Roma. Alla Sapienza, come a Bologna, hanno giocato d’anticipo, mi racconta Federica, una laureanda. “Ho iniziato il tirocinio chirurgico i primi di marzo. In realtà all’inizio andavo proprio al Policlinico Umberto I, poi il docente mi ha invitato a non farlo più”, afferma la ragazza. Dallo stesso professore che l’ha rimandata a casa per le restrizioni sarebbe arrivata anche un’ammissione: “Mi ha firmato i fogli attestanti le ore di tirocinio, dicendomi di non volermi penalizzare, ma ha detto che non aveva senso fare un tirocinio chirurgico online – continua a raccontare -. Abbiamo seguito qualche lezione attraverso la piattaforma Google Meet e basta”. Per la parte medica invece, le lezioni le svolgevano a turno gli studenti che dovevano fare il tirocinio: i professori facevano domande e correggevano gli eventuali errori, dando anche degli spunti pratici, continua a raccontare Federica. Ancora una volta è la situazione che ha richiesto una soluzione di questo tipo, che “lascia il tempo che trova”. Dalla Sapienza e dal Policlinico Umberto I fanno sapere che non appena tutto si calmerà, i laureandi potranno tornare nei reparti e recuperare quello che il Coronavirus ha impedito loro di fare.

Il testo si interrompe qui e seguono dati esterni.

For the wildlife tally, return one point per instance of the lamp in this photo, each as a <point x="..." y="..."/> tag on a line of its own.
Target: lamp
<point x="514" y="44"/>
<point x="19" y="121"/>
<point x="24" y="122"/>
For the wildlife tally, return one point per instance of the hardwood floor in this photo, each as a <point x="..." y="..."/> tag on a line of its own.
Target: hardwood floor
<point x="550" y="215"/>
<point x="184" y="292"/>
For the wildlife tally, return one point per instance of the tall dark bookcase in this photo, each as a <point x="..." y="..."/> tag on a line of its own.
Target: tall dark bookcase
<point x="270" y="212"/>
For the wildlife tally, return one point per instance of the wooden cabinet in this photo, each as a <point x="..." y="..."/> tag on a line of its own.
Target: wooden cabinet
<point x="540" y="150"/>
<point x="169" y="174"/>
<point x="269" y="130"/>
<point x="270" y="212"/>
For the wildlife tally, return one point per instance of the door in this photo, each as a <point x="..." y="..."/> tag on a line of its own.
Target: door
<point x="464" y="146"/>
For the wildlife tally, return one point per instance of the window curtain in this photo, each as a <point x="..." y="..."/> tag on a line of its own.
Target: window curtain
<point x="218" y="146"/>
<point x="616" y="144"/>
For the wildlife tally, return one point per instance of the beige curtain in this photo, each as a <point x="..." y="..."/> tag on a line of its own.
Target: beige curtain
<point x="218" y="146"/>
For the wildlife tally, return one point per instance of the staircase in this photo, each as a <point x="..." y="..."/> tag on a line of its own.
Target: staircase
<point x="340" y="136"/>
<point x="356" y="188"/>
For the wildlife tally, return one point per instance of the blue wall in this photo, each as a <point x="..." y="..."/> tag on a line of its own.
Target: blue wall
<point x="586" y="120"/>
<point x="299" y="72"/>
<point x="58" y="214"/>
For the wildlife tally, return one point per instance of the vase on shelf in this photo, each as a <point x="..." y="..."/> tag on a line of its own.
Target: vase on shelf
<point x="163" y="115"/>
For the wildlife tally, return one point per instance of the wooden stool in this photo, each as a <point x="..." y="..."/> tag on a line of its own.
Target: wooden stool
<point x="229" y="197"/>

Superati questi due importanti scogli, il lavoro non è finito. Come e dove i nuovi medici verranno proclamati dottori ancora non si sa, come non si hanno notizie delle specialistiche. Al di là dell’eliminazione dell’esame di Stato, i medici si aspettano dal governo un decreto con cui si fissa una data in cui effettuare il test per poter entrare in specializzazione. L’anno scorso, in questo stesso periodo, le decine di migliaia di candidati avevano un giorno. A oggi, dal ministero dell’Università e della ricerca e dal suo titolare Gaetano Manfredi tutto tace, e ancora non è stato istituito neanche l’Osservatorio nazionale. C’è chi parla di fine luglio, chi pensa che tutto verrà fatto slittare a ottobre. In questi giorni il ministro ha confermato che sono 4.200 le borse di studio per la specializzazione medica finanziate. Una cosa è certa, però: in Italia più che i medici, mancano gli specialisti. E non è solo per loro che si deve lavorare, ma per tutto il sistema sanitario nazionale, che non viveva una situazione florida neanche prima della pandemia.